Deux réflexes suffisent, et aucun des deux ne s'achète. Raccrocher et rappeler. Le mot convenu. Décidez-en un ce soir, à table, en cinq minutes de conversation. C'est la protection la plus rentable qui existe.
Questions fréquentes
Peut-on vraiment imiter la voix de quelqu'un avec l'intelligence artificielle ?
Oui, et cela ne demande plus de moyens particuliers. Quelques secondes d'enregistrement suffisent aux outils actuels pour reproduire le timbre, le débit et l'intonation d'une personne. Une vidéo publiée sur un réseau social, un message vocal, une intervention filmée : la matière première est souvent déjà en ligne.
Comment reconnaître un appel dont la voix est fabriquée ?
Ne cherchez pas un défaut dans la voix, vous n'en trouverez pas de fiable. Cherchez dans la situation : une urgence soudaine, une demande d'argent, la consigne de n'en parler à personne, et un moyen de paiement inhabituel. Ce sont ces quatre éléments réunis qui signent l'arnaque, pas le son.
Quel est le geste qui protège vraiment ?
Raccrocher et rappeler la personne sur son numéro habituel. C'est tout, et rien ne fonctionne mieux. Un escroc ne peut pas intercepter l'appel que vous passez vous-même. S'il insiste pour que vous ne raccrochiez pas, vous avez votre réponse.
Qu'est-ce qu'un mot convenu, et comment le choisir ?
C'est un mot ou une question dont la réponse n'est connue que de votre famille et qui ne figure nulle part en ligne. Ni le nom du chien, ni la date d'un mariage, ni une ville mentionnée sur un réseau social.
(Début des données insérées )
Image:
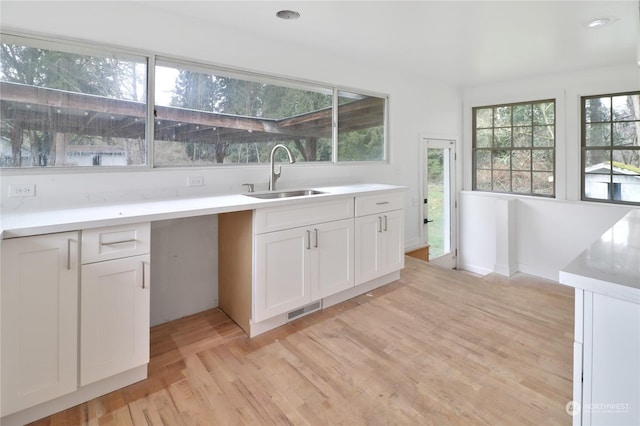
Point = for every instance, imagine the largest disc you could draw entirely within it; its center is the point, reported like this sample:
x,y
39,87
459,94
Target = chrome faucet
x,y
273,177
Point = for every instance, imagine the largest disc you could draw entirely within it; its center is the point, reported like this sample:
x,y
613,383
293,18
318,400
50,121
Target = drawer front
x,y
115,242
303,214
372,204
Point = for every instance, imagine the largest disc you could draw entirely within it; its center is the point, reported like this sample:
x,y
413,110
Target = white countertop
x,y
611,265
22,224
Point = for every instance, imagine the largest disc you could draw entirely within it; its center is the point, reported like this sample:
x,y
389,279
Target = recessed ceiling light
x,y
288,14
599,22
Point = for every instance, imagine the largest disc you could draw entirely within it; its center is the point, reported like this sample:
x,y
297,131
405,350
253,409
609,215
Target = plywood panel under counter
x,y
235,265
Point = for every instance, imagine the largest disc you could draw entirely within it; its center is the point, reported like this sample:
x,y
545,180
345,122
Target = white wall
x,y
416,107
549,232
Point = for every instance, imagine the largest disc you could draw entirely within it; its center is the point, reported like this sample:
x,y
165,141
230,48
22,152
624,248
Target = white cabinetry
x,y
115,301
379,236
39,319
277,263
296,266
607,356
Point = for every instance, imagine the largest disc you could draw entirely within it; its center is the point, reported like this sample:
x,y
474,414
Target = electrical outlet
x,y
195,181
22,190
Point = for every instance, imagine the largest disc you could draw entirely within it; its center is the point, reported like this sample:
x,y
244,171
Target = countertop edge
x,y
24,224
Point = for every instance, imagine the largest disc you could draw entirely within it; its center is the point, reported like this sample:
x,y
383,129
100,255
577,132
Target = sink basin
x,y
286,194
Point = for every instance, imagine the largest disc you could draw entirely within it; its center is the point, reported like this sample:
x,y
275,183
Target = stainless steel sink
x,y
285,194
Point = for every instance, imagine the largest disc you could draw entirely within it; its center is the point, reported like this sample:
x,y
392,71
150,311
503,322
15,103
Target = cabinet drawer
x,y
115,242
303,214
372,204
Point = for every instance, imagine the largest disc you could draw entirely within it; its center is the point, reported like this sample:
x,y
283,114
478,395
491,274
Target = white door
x,y
39,319
282,272
332,256
114,317
439,208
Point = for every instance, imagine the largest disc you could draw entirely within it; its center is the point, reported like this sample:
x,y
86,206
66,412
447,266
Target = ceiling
x,y
465,43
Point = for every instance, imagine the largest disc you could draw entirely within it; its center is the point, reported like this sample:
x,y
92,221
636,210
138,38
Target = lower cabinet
x,y
66,326
379,245
39,319
300,265
606,360
114,317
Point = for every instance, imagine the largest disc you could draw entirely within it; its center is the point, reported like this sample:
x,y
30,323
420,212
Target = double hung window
x,y
72,105
611,148
69,106
514,148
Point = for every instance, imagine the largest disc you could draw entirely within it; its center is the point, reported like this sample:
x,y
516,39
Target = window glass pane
x,y
521,182
484,118
522,115
597,161
518,133
62,106
626,107
597,110
542,159
543,183
502,180
502,137
483,159
544,113
360,127
522,136
483,180
205,118
484,138
598,134
626,133
521,159
502,117
626,161
501,159
543,136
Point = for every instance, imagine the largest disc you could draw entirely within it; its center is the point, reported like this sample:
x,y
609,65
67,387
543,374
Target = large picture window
x,y
514,148
72,105
64,106
610,148
204,118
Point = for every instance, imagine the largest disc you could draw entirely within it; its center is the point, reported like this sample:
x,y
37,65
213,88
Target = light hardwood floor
x,y
434,348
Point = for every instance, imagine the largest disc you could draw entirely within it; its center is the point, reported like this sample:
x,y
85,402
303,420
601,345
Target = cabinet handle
x,y
68,254
144,275
118,242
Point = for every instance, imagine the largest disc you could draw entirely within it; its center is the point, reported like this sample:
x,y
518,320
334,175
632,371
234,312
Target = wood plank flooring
x,y
436,347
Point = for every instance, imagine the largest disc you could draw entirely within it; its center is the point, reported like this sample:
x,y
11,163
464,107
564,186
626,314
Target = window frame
x,y
511,149
95,48
611,147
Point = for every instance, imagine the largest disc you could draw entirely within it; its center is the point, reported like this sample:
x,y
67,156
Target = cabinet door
x,y
379,244
114,322
281,272
332,256
367,247
39,319
392,244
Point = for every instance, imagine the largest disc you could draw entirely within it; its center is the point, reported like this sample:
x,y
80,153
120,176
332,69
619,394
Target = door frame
x,y
455,179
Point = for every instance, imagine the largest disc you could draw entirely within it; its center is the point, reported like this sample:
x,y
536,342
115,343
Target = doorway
x,y
439,201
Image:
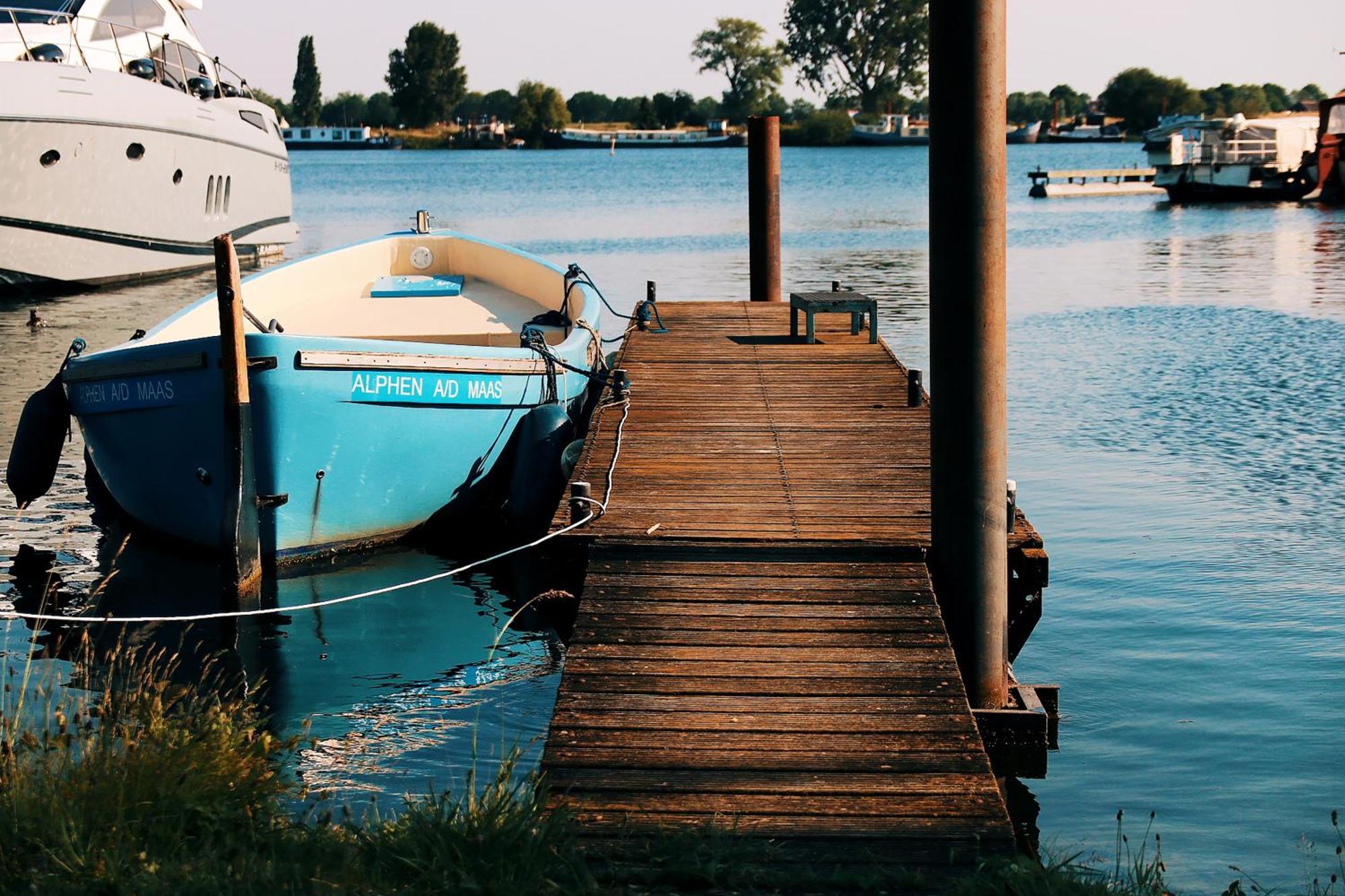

Choisissez quelque chose d'anodin et de partagé, décidez-en une fois, et n'en changez pas.
Un antivirus protège-t-il contre ce type d'appel ?
Non, et il faut le dire clairement. Une suite de protection agit sur les fichiers, les sites et les messages. Elle n'a aucune prise sur une conversation téléphonique. Elle reste utile pour les autres canaux — courriel, liens piégés, applications douteuses — mais pas pour celui-ci.
Les personnes âgées sont-elles plus exposées ?
Elles décrochent davantage, et surtout elles hésitent à raccrocher au nez de quelqu'un de poli. Ce n'est pas une question de discernement mais d'éducation : on leur a appris qu'on ne coupe pas la parole. Les escrocs le savent et s'appuient dessus.
Faut-il supprimer ses vidéos et messages vocaux des réseaux sociaux ?
Ce serait excessif et probablement vain. Mieux vaut poser la protection à l'autre bout : le mot convenu et le réflexe de rappeler. Ils fonctionnent quelle que soit la quantité d'enregistrements disponibles.
Que faire si j'ai déjà envoyé de l'argent ?
Appelez immédiatement votre banque pour tenter de bloquer l'opération — les premières heures comptent —, puis portez plainte. Signalez ensuite l'appel sur la plateforme publique cybermalveillance.gouv.fr. Et parlez-en autour de vous : la honte est le meilleur allié de l'escroc, elle l'assure du silence de sa victime.